The purpose of the Management Pack is to monitor the health of an ETL process for a data warehouse. The customer wanted to be alerted when certain record counts processed by the ETL jobs varied more than a specified threshold from one day to the next.
The basic design for this type of monitor is unsurprising. I created a data source type that knew how to get the record counts. Then I built a unit monitor type that feed the record counts from the data source into a condition detection module (a.k.a. filter) based on System.Performance.DeltaValueCondition. After the filter is the expression logic to test the delta against the thresholds.
The System.Performance.DeltaValueCondition filter is designed to do exactly what I needed: it outputs the delta between samples. It can be configured to calculate the delta in terms of percentage or absolute difference.

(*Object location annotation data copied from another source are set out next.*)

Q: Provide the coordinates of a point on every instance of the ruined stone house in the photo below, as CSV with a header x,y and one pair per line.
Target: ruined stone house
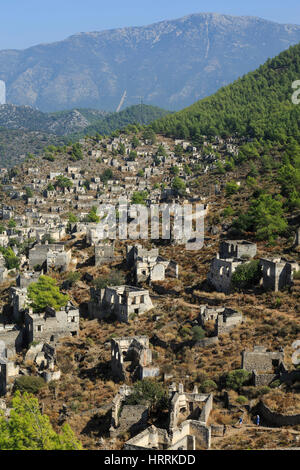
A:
x,y
104,252
54,256
264,365
149,266
49,326
188,429
277,273
123,302
134,355
225,318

I reflected these config settings into the configuration section of the Monitor type so that everything would be super flexible.

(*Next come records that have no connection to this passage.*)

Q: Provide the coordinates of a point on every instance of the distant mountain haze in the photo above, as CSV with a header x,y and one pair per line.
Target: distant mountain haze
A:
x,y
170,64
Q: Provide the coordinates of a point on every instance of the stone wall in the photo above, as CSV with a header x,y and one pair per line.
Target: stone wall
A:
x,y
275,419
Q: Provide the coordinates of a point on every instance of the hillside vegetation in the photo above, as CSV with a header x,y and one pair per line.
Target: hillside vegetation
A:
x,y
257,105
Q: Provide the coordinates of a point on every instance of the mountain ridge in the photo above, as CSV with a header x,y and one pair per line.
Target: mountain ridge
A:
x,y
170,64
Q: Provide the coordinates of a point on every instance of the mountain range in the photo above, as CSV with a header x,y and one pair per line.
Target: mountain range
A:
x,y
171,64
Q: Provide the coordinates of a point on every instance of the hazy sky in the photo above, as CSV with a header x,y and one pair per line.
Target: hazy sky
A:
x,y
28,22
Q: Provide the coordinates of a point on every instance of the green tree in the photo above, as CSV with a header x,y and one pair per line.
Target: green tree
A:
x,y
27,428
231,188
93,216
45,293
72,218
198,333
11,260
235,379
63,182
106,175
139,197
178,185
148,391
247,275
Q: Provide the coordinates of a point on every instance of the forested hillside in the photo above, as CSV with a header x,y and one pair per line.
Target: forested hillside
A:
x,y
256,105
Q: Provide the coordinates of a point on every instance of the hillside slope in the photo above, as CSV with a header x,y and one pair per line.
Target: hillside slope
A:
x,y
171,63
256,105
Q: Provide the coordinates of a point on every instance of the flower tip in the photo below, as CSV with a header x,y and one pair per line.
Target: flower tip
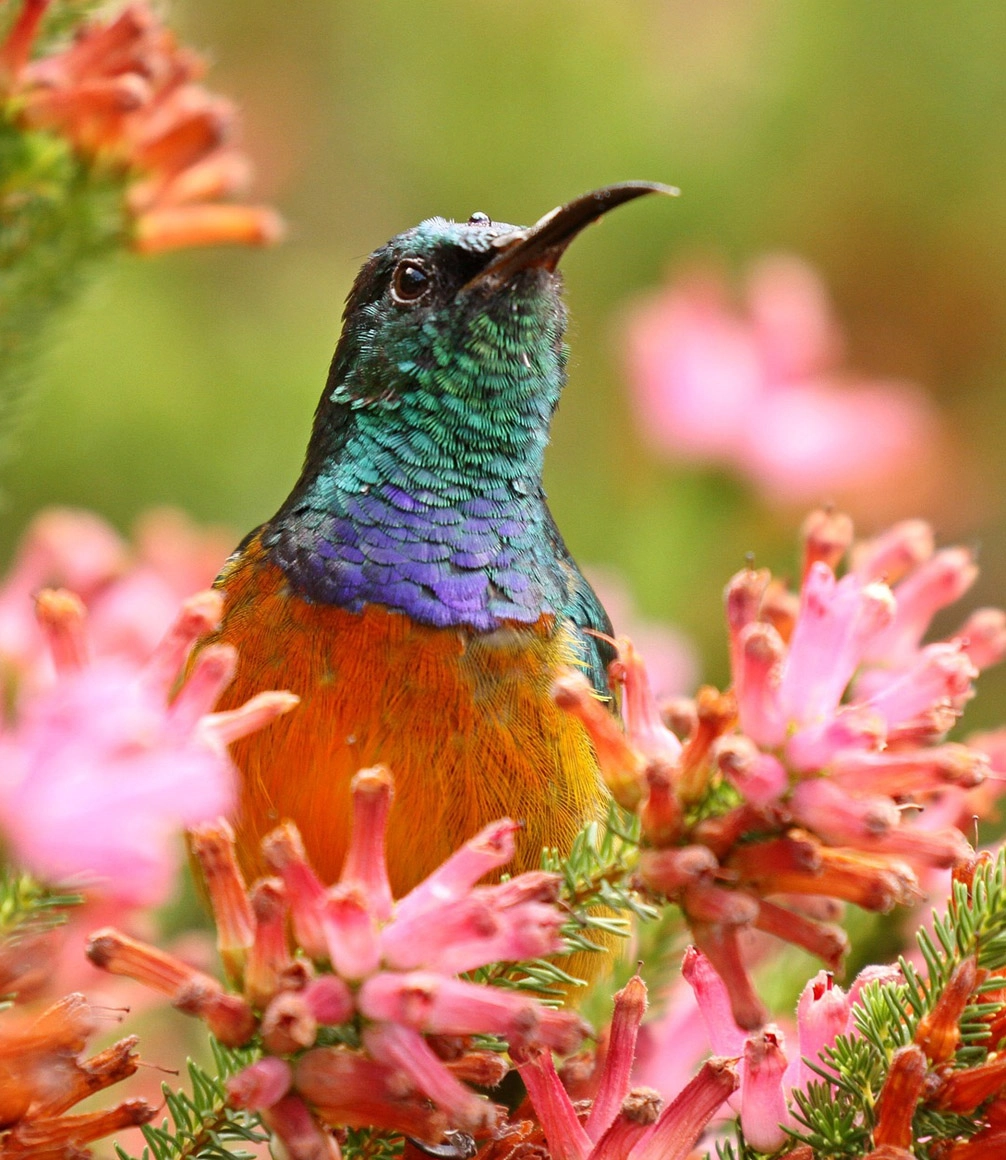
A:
x,y
62,616
374,782
181,226
200,614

Everything seemed to work fine in my unit testing.
The issues didn’t show up until I ran the monitor under more realistic conditions. The primary difference between my unit testing and the production application is that the rules in production have an interval of 24 hours, whereas in testing I ran things much faster.

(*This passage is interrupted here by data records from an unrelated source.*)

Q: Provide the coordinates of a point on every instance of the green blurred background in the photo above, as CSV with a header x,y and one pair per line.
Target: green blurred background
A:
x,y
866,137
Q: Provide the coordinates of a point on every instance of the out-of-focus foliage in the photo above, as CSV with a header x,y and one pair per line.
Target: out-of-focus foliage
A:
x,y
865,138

Here is what I discovered about System.Performance.DeltaValueCondition:
1) It considerable effort to understand the meaning of the numsamples property. Basically I found that any setting other than 1 is of dubious value for my application. Numsamples controls the number of samples held in memory by the filter. The filter will start outputting the delta after it has seen 2 values, regardless of what the NumSamples is set to. However, the output delta is always between the incoming sample and the oldest sample in history, which eventually gets updated as the queue fills up and the oldest entry is removed to make room for the newer entry.
2) The queue of values is in memory. Any time the system is restarted or the service restarts, the queue is lost and will need to be reprimed before alerts are output. For me, this means I will miss alerts for a 24 hour period after a service restart.
3) The delta is a signed number. For some reason I assumed that the filter would output the ‘absolute value’ delta. Since, I couldn’t find an absolute value function in the expression syntax, my expressions doubled in complexity.
So the moral of the story is that while there are lots of great things available for reuse in the System MPs (and System.Performance.DeltaValueCondition is one of them), the devil is in the details and in the requirements of your application. Particularly in scenarios with very long cycles.
Because of these issues, I decided to forgo the flexibility promised by my initial design based on System.Performance.DeltaValueCondition. I rewrote the data source module (which is script based) to incorporate the delta logic. This removed the need for System.Performance.DeltaValueCondition filter from my monitor type. The new data source outputs the ‘absolute value’ delta, and it has no statefulness (it queries for current and previous values each polling cycle) so there is no delay in alerting and no issues with service restarts. The big tradeoff now is some loss of flexibility.